New nuclear plants could prove costly in many ways

Tuesday, April 21, 2009, Bridgwater Times

Once more, members of the public are being conned into a spurious "consultation" exercise on the siting of new nuclear power stations at sites that already support nuclear power plants, including Hinkley B and Oldbury, and being given a contemptible month in which to express their views.

Ed Miliband, the Energy and Climate Change Secretary, has reaffirmed the Government's view that "nuclear power is part of the low-carbon future for Britain ", although elsewhere it accepts that all nuclear output will only reduce carbon emissions by four per cent (Sustainable Development Commission 2006).

The official target for carbon emission reduction is 80 per cent by 2050.

How will it help to add lethal radioactive emissions by sea, air and land to the carbon emissions?

Coastal populations downwind of Hinkley B have already suffered higher than national average incidences of thyroid conditions, various cancers and leukaemia, especially childhood leukaemia.

Studies of populations around nuclear installations in Germany have come up with similar findings.

The Nuclear Decommissioning Authority is allowing Magnox South to deal with the waste at Hinkley A on a "best practicable means" basis.

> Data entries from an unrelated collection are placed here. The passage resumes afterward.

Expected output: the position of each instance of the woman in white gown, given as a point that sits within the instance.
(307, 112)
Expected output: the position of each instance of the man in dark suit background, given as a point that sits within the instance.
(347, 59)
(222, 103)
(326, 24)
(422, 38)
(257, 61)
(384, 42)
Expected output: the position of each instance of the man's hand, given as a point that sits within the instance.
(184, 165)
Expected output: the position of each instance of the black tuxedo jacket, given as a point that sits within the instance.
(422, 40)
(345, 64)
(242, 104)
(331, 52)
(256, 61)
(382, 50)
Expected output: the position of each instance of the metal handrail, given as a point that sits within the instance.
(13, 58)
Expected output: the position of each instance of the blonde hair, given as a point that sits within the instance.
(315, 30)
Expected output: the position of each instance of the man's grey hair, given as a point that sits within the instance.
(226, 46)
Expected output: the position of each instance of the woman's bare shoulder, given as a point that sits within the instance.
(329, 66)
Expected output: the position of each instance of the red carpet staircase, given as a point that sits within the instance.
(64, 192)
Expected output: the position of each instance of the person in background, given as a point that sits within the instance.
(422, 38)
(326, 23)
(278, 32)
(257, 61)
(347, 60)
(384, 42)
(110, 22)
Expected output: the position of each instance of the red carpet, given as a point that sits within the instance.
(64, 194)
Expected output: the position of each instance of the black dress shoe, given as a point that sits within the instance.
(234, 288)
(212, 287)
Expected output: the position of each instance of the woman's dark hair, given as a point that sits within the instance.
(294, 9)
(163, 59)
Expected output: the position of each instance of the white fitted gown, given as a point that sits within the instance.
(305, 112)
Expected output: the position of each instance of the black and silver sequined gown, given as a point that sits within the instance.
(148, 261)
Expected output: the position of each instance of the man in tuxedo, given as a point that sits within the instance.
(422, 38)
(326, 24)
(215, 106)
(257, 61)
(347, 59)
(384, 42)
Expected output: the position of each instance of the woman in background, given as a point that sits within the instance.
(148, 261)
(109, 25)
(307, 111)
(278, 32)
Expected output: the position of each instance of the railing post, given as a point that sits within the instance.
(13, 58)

They are using the acid dissolution method, which will result in 20,000 cubic metres of radioactive gaseous discharges into the atmosphere, seven per cent of the total of 289,272 cubic metres envisaged, (figures supplied by Magnox South), instead of polymer encapsulation which has no gaseous emissions.

Magnox Electricity Ltd was fined £250,000 and forced to pay costs after it was found that radioactive waste had leaked into the ground from a holding tank for 14 years at Bradwell power station.

The Environment Agency has reported that 73 per cent of nuclear facilities have radioactive or chemical soil contamination on their land.

The clean-up of Sellafield's waste is already costing the taxpayer £1.5 billion per annum.

Areva, the nuclear building-partners of EDF - who have already bought up British Energy and land around Hinkley B prior to the commissioning - are facing a £3.2 billion black hole in their finances.

Spiralling costs and development delays, such as those experienced at a similar EPR construction site at Olkiluoto, Finland, where they are three years behind schedule and 50 per cent over budget, might well force EDF to withdraw from overseas commitments and confine their activities to France, where they are government subsidised, leaving the taxpayer here footing the bill, just as we had to bail out British Energy.

Moreover, in the climate change scenario, there is serious risk of flooding at Hinkley as with all the 11 shoreline sites selected for new-build, and radioactive materials will remain at Hinkley for at least 160 years.

The official consultative website, which can be found at, is little more than a presentation document by the competing organisations for the commissions, and none of the Government's criteria for assessment involves the health, safety and well-being of local inhabitants.

An alternative way to protest for the technophobic is to pick up a comment form from your local government office at Taunton, Williton, Minehead, Burnham-on-sea or Highbridge, or contact your parish or town-council.

Comments must be submitted by May 14, 2009.